This was my first time to the eTourism Summit and first time to San Francisco. My last conference was Phoenix Design Week a high powered design conference in Phoenix Arizona. As much as I like to network and grow in my native design industry, having worked for the Flagstaff CVB for the last 4 years I have an added responsibility to learn more about the industry of tourism. My supervisor suggested the eTourism Summit…I’m thankful she did.
In the world of travel/tourism visitors are exposed to a host of options for designing their getaway; from Trip Advisor, Yelp and Urban Spoon, to mobile apps like Tripit, and social sharing sites like Twitter and Facebook. Destination Marketers are presented with challenge of harnessing the various media options out there in one centralized media hub and projecting it out in the proliferation of devices that are on the market today.
I’m not going to try and sum up what I learned or sound as if I have all the answers from a two day conference but I did learn to appreciate the challenge destination marketing organizations (DMOs), face and am all to familiar with ecommerce’s widening grasp of the marketplace. As a graphic designer I have faced many of the same technology expectations. Clients want you to be able to provide the next greatest technological thing; they want speed, they want it cheap and they want it done yesterday.
For DMO’s the next step is finding the team that can provide the answers, whether it is an internal team or working with an agency, you need to build a collaboration of trust and communication that leads to solutions. Some of my suggestions are to be careful not to pigeonhole yourself into a solution that isn’t adaptable. Take the reins of social media and engage with your community, build your networks and be transparent. Brainstorm, plan and empower your staff to work together, every voice counts.
Some of the key themes I pulled from this conference were collaboration and building from what you know. Expand on your key resources and leverage your assets. Build with user generated content and partnerships. Get to know Google Adwords. With all of these don’t be afraid to experiment and be creative.
An interesting article on some of the same concepts suggests new tools for the evolving digital landscape:
As digital technologies create a continuing disruptive environment, old methodical, systematic and proprietary approaches must be augmented with new skills.
Here’s some of what’s needed:
Integration: In the analog world, things moved slowly enough that people with diverse abilities had time to learn to collaborate as new technologies developed. Digital technology, however, moves at dizzying speed and people of varied talent and expertise must find a way to work together on the run.
Today, points of operational interface need to be the primary focus of managing digital activity.

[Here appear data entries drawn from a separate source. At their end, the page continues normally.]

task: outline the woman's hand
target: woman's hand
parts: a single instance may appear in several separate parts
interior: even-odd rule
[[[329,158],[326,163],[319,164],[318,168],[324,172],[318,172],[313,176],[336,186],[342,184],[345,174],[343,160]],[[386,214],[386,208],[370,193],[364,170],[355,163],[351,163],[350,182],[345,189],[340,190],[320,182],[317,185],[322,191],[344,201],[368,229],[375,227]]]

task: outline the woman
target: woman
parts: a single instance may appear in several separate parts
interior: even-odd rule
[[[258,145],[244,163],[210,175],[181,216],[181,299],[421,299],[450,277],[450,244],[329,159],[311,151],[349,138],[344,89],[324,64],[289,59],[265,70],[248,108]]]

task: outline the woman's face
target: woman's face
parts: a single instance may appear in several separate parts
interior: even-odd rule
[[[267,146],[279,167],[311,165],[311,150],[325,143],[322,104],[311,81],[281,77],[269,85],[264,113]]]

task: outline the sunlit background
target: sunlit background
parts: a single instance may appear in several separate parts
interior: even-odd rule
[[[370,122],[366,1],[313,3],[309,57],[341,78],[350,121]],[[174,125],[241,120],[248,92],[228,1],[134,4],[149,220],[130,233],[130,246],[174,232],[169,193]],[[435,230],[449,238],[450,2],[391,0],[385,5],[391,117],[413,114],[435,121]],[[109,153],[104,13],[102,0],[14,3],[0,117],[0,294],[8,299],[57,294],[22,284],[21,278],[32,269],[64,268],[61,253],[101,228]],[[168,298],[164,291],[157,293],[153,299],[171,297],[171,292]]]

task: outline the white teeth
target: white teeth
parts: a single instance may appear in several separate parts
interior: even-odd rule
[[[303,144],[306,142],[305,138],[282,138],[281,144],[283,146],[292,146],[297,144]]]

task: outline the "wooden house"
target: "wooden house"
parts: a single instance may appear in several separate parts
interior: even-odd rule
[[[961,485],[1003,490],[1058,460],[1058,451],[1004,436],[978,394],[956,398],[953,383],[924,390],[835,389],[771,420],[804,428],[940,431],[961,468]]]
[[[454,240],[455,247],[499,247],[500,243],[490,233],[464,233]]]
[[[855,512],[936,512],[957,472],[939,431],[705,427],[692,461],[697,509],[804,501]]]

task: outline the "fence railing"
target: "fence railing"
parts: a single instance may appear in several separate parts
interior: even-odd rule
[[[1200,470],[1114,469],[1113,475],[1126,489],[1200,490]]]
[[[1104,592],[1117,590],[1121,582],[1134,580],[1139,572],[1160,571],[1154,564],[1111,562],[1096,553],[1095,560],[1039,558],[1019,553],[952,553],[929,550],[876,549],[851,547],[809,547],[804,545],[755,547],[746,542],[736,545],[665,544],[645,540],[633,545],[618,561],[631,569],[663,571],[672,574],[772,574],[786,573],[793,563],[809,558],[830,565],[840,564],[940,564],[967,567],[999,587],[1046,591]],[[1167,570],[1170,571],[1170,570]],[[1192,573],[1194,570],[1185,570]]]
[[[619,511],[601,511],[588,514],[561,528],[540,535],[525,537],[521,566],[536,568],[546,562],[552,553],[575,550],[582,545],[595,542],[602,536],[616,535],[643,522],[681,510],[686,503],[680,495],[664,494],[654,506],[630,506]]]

Partnerships and Frenemies: The world is changing so fast that nobody can really keep up with it. We’re all a little bit lost. Therefore, it is important to be able to develop mutually beneficial partnerships, in the form of licenses, standards and joint ventures, even with competitors. No one can do it all.
Empowerment: Another consequence of the digital age is the multitude of capabilities involved, which means management knows very little about each individual speciality. Control has become an illusion and the lunatics really do run the asylum.
If people aren’t empowered to share their views, an important part of the strategic picture is lost. Even worse, since very few people understand the work of highly skilled specialists, those with coveted skills will often simply do what they think is best and not tell anyone. Why fight to get your voice heard when you and you only control what you actually do?
— Digital Strategy vs. Digital Skills, 2010 November 3
One last final thought from the perspective of a lone graphic designer is don’t forget the visual landscape that you are entering. As consumers navigate the web they may want speed and functionality above everything else but in light of this last weeks events we cannot forget the importance of brand. Steve Jobs taught us that it’s not just the speed and functionality but also the visual exterior that counts. We live in a different world because of Jobs and his company. One where people identify themselves with every accessory they own. From not just your Nike shoes or beverage of choice but now people identify with their peripheral devices. They arm themselves with gadgets and take sides for what they believe in. Jobs created a brand of computers that had style, people weren’t just working on a computer they were given the choice of colors they proudly touted their devotion in a Microsoft dominated world. The Mac was never just another personal computing device and your web, mobile or social media strategies should never be just tool’s that offer speed. They should reflect your company and give the consumer a feeling of presence, they should know exactly where they are in the digital landscape and feel comfortable knowing it. I want speed if I want to order wings but I also want to know where I’m getting them from so I can go back or so I can shout it out on social media. I want the quickest solution with the most information and to be able to purchase tickets, make a booking and get solid advice from one place but I also want to know it’s a reliable source that I can trust.
If there is one thing I’ve learned form attending both of these conferences it’s that there are a lot of people out there with the same expectations, fears, concerns and ambitions and they are all trying to stay up to speed. Be sure you are not neglecting the true value of who you are and what you offer and not becoming just another technological fix with bells and whistles.